Ode to #Pencilchat: Technology Integration in the Classroom

by: MiddleLevelEd




This video highlights some of the controversies and concerns about integrating new tools (no matter if they are pencils or computers) into education. Teachers and schools are often concerned about the lack of professional development, the accessibility, the costs, … The analogy with the pencils also opens your eyes for some clichés and sometimes school-made problems: “pencils are too dangerous to use for students without supervision”, “impossible to teach students about appropriate pencil use, because the curriculum is so full already”, “students use pencils at home all the time, so they are probably experts already”, … Astonishing is that Dr. Seymour Papert already mentioned this in an article, published in the Washington Post in 1996. There he gives some examples of the fallacies schools manufacture to persuade themselves that the integration of technology is impossible. Even today schools sometimes use some organisational problems as “powerful objective reasons” to ban technology. In my school for example we have only since two years two good-working computer classrooms of 30 computers each plus a Smartboard in each of them for 300 people in total. Reason for this late adaption of infrastructure is that there was no money for it. Before that we had one classroom with 25 very old computers (and you were lucky when they were all working). And some teachers never use any technology in their courses because “pupils aren’t concentrated enough when they have to use a computer” or because “it doesn’t fit in their subject”.

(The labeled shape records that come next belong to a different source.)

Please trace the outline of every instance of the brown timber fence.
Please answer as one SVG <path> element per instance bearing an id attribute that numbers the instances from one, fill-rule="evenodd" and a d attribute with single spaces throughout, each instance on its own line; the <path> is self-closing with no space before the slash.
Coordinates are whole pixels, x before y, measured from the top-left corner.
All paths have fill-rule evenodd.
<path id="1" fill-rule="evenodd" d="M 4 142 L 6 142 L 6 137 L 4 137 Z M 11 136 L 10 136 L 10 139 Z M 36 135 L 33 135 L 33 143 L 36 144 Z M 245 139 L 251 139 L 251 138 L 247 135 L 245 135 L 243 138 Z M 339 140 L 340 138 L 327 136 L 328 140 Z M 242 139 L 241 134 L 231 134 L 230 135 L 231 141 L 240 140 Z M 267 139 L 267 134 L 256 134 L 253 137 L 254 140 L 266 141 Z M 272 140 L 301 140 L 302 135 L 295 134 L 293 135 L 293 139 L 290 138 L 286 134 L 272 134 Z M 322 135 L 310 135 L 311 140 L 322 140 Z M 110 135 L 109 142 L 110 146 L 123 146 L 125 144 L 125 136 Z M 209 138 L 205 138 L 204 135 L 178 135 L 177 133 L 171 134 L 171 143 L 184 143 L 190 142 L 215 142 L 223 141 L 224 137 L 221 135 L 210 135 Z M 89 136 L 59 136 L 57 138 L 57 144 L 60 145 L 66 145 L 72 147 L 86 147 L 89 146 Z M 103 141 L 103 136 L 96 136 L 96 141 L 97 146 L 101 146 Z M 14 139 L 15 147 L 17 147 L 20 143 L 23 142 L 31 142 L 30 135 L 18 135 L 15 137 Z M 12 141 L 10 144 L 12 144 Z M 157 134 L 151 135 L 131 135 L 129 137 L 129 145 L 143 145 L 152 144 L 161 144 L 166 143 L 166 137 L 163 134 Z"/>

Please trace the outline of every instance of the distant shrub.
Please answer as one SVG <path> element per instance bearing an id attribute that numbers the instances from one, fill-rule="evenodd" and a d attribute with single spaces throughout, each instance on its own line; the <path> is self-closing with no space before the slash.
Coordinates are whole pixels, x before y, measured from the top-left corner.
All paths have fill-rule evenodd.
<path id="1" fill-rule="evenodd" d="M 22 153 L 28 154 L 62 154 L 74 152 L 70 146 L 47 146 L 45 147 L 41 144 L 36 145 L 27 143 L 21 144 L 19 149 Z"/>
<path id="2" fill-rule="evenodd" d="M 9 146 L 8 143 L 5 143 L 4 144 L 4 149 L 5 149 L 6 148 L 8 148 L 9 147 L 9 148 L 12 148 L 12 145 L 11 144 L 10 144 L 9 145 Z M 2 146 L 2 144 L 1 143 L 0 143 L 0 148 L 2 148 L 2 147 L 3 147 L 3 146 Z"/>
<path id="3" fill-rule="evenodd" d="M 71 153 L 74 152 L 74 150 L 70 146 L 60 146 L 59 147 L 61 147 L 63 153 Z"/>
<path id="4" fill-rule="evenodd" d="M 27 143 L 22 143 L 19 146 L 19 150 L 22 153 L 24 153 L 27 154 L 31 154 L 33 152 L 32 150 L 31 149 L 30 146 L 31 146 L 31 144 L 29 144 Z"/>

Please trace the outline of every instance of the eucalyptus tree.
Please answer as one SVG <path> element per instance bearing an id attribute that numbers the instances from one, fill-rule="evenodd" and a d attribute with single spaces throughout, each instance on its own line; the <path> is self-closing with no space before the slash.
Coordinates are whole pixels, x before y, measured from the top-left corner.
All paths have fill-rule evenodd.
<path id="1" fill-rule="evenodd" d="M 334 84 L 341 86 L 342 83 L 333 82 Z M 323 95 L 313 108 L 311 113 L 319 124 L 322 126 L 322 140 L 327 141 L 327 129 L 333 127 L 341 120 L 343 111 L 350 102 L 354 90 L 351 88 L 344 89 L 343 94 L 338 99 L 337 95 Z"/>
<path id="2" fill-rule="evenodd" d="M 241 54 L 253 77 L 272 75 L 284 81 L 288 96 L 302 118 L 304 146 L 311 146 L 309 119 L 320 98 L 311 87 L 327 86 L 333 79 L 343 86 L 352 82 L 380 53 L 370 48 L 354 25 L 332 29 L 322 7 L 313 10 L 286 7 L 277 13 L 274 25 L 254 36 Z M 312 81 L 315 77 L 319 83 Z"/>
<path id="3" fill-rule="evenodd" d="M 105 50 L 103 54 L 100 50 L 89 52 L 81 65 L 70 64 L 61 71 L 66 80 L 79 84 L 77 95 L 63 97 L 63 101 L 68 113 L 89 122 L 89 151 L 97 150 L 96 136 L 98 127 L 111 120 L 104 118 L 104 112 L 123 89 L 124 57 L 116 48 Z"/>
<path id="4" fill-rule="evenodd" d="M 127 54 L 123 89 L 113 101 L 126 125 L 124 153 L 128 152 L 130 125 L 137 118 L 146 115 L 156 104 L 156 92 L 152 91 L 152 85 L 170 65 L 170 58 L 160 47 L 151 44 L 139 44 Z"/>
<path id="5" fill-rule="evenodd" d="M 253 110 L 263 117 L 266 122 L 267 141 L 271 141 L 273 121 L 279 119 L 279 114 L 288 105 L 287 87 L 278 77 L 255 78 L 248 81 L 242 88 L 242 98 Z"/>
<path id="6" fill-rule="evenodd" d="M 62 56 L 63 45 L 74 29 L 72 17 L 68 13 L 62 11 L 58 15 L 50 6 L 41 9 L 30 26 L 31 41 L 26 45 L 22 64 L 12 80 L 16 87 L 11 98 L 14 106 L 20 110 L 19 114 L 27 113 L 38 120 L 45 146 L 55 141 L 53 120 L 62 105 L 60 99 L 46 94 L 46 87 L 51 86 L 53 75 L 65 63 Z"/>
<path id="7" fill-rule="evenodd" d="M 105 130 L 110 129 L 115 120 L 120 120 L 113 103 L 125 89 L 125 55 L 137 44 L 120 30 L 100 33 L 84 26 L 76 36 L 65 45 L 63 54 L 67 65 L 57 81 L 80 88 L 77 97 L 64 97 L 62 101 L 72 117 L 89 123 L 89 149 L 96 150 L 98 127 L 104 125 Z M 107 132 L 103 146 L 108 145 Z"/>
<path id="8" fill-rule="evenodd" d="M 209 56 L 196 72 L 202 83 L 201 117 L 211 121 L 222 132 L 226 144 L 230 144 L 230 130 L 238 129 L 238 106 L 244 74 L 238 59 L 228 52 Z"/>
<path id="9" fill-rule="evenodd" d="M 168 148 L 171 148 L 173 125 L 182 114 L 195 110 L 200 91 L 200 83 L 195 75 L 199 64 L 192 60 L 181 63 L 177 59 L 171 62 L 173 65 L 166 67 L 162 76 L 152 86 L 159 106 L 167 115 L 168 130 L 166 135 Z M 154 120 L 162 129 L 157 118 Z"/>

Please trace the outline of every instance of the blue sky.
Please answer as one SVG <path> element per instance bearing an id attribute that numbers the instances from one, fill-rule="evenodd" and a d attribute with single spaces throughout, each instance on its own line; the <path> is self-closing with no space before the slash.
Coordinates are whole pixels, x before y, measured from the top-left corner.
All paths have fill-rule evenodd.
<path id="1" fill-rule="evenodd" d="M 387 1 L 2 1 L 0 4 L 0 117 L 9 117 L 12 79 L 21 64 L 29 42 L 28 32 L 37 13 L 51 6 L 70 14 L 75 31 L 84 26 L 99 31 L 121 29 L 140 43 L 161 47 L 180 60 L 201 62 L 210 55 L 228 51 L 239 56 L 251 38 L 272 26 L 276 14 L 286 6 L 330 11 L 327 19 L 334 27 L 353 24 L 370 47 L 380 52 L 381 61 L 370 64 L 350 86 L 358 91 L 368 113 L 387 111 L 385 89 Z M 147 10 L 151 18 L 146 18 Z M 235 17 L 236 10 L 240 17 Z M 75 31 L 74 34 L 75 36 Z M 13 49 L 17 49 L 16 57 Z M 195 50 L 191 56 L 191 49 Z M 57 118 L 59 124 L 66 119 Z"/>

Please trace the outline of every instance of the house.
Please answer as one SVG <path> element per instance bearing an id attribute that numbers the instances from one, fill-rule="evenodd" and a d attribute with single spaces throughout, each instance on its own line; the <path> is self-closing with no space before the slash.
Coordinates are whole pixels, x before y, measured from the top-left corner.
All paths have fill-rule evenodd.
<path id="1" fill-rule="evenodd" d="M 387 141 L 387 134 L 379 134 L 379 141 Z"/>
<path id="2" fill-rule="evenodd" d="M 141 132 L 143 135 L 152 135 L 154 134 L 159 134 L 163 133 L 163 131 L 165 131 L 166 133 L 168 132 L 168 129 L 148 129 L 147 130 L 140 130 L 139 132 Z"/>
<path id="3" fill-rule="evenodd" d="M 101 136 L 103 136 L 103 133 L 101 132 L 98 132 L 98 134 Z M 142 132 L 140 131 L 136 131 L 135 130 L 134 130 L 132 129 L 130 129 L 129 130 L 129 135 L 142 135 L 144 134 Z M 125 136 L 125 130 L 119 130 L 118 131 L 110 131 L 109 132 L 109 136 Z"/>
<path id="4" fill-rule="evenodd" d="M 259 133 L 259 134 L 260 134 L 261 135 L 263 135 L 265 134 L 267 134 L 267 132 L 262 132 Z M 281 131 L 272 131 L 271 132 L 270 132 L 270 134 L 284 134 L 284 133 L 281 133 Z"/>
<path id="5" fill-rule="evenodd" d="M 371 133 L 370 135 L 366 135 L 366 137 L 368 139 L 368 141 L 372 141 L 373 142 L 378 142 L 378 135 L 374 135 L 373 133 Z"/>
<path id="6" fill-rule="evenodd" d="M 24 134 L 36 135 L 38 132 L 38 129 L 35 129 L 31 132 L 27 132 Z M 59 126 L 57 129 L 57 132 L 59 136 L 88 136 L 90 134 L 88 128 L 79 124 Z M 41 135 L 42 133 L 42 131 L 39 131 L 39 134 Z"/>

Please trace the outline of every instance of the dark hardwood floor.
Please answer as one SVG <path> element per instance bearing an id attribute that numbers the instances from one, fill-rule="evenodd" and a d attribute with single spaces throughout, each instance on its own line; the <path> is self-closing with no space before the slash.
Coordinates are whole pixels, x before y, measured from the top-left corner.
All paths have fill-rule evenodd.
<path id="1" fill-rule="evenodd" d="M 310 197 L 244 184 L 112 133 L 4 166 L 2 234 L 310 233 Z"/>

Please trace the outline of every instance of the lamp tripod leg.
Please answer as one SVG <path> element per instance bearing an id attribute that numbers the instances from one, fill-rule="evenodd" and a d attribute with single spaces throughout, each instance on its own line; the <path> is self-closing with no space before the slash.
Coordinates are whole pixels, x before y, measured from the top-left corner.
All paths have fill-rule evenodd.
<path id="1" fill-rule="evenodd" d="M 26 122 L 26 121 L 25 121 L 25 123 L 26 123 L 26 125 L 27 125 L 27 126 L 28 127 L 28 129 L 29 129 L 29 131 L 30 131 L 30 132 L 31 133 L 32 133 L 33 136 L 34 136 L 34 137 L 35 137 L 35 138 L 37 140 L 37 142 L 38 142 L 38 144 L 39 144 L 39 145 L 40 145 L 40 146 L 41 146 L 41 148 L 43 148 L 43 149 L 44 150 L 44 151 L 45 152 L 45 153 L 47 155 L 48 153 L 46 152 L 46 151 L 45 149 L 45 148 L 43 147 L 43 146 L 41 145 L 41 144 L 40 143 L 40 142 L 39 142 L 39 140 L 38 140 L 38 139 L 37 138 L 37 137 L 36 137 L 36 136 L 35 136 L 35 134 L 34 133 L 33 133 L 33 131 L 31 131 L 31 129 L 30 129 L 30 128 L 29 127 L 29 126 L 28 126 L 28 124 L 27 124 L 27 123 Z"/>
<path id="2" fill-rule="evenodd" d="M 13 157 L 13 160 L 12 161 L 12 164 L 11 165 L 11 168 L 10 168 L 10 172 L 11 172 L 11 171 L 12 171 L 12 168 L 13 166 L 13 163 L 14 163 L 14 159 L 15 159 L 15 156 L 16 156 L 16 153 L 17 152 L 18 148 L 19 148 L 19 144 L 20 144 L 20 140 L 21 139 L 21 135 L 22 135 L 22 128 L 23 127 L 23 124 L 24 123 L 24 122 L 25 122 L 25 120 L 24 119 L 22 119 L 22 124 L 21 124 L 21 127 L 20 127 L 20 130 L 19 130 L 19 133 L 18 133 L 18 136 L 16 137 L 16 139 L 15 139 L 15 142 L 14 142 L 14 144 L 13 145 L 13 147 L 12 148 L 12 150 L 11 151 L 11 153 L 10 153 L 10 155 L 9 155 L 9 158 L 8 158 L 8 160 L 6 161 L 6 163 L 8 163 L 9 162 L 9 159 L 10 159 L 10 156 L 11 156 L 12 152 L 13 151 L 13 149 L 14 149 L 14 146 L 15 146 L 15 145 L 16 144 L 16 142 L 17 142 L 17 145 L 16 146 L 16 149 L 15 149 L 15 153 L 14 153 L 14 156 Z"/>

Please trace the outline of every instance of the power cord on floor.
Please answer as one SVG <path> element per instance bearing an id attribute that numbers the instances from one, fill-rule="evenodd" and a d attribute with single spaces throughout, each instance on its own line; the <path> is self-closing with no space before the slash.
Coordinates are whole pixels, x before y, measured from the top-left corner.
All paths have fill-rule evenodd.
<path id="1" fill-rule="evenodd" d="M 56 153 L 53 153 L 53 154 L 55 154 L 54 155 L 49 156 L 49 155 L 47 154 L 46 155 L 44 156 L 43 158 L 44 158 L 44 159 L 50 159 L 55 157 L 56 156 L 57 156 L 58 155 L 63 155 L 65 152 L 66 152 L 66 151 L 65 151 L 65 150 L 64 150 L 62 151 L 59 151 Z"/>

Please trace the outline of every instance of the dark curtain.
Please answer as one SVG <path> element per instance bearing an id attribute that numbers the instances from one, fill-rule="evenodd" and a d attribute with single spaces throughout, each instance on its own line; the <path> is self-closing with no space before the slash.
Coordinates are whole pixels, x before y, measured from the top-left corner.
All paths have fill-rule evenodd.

And these fears sometimes lead to strange school policies: “In order to protect our children, we must ban pen and pencils”, says one of the tweets. Katie Stansberry also points out the absurdity of the policies banning technology (or … pencils) in here MindShift post 10 Reasons to Ban Pens and Pencils in the Class.

The metaphor of pencils to talk about technology in education is not a new one. Back in the eighties Dr. Seymour Papert already used the parable as a standard part of his speeches and testimony.

Imagine that writing has just been invented in Foobar, a country that has managed to develop a highly sophisticated culture of poetry, philosophy and science using entirely oral means of expression. It occurs to imaginative educators that the new technology of pencils, paper and printing could have a beneficial effect on the schools of the country. Many suggestions are made. The most radical is to provide all teachers and children with pencils, paper and books and suspend regular classes for six months while everyone learns the new art of reading and writing. The more cautious plans propose starting slowly and seeing how "pencil-learning" works on a small scale before doing anything really drastic. In the end, Foobarian politicians being what they are, a cautious plan is announced with radical fanfare: Within four years a pencil and a pad of paper will be placed in every single classroom of the country so that every child, rich or poor, will have access to the new knowledge technology. Meantime the educational psychologists stand by to measure the impact of pencils on learning.

Though the articles of Papert are quite old, his ideas still seem fresh and some of the issues he mentions are still present today. However, as we take this journey towards integrating technology in the classroom, could one day digital technology become as normal as pencils?